Because when Justin Merchant was being sliced and diced to frame me for murder, I was out stalking Greg Hatfield, pedophile and child-killer. And when the cops were processing the scene at the Miami Beach Hotel, I was cutting Hatfield into nice, neat chunks and wrapping them ready for burial at sea. But I cannot tell Deb any of that. I cannot prove my innocence without confessing to worse.
If I’m going down, perhaps it is better this way. Better for Deb and for Harrison to believe this than for them to find out about my real hobby.
“Damn it, Dexter, I know you didn’t do this! But anyone who listens to these tapes can tell you’re hiding something. Come on, bro. What’s going on? Are you…” she hesitates, gazing at me as if I’ve just declared the sky is pink. “Are you covering for someone?” she demands.
I shake my head: no.
“You think Dad would want to see you like this? What would he say, Dex?”

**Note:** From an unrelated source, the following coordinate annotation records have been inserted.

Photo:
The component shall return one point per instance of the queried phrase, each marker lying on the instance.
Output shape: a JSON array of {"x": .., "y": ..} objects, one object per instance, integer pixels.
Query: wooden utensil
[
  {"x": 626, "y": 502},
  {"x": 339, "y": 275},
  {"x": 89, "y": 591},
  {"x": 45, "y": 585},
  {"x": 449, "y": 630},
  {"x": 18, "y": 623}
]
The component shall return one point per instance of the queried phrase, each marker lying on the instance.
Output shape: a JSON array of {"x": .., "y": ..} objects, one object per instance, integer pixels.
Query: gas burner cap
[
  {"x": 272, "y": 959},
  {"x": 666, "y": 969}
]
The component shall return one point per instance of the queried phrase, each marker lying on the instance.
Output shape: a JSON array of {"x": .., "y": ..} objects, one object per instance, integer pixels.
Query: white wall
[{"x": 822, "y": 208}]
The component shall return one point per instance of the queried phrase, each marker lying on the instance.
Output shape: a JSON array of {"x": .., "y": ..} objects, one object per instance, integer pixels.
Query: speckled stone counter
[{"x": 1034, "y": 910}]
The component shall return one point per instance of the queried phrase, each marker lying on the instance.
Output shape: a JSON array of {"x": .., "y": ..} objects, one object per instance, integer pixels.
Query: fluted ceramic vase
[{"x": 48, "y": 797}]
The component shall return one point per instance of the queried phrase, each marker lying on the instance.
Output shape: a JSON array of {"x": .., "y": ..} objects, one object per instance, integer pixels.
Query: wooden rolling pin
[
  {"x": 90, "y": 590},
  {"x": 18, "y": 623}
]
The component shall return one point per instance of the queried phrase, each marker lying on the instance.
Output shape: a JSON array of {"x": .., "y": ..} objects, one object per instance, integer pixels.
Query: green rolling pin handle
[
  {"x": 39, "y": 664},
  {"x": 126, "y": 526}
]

From the corner of the interrogation room, Harry says, “I’d tell you to stick to the Code.”
The Code: Don’t Get Caught. But I am already caught – between a rock and a hard place.
“If they know what you are, Dexter, there’s only one way it ends,” Harry reminds me.
I know that, too. I have no desire to end my life in the arms of Old Sparky, but for many years it has been the death I’ve expected. Sooner or later every serial killer gets caught. What difference does it make if I die for the truth or a lie?
“You’re not thinking, Dexter,” Harry warns.
He’s right. I need time to figure this out, but time is the one thing I don’t have. Not with Deb standing over me, demanding immediate answers.
I turn my eyes up to her, slowly. I look into her face. Her cheeks are pink with her anger.
I say, “Harry knew. What I am.”
I know at once I have said the wrong thing. The color drains from Deb’s face. “What the fuck does that mean?”
I cannot answer.
She stares at me a moment longer, then, white as a sheet, she walks out.
“I was in court today,” Batista said, and suddenly Deb was sober again. Batista came here tonight for a reason. Here it was.
“Yeah?” Deb grunted.
“Dexter’s lawyer destroyed Masuka on the stand. He made him sound like a complete idiot.”
“He is a complete idiot,” Deb agreed.
“I gotta ask you,” Batista said, “Is he guilty?”
Deb poured more tequila and drank the whole glass, straight. She was silent for a long time, gazing down at the table top. She drank more tequila, direct from the bottle this time. She was setting herself up for a fucking bitch of a hangover.
Finally she looked at Batista. “He’s hiding something,” she admitted, “and it’s gotta be fucking bad for it to be worth what he’s doing.” The most frustrating part was Dexter’s refusal to trust her with his secret, whatever it was. “But I don’t believe,” she added, “that Dexter killed Justin Merchant. I think if he did, with the evidence we got, he would have confessed and copped a plea.”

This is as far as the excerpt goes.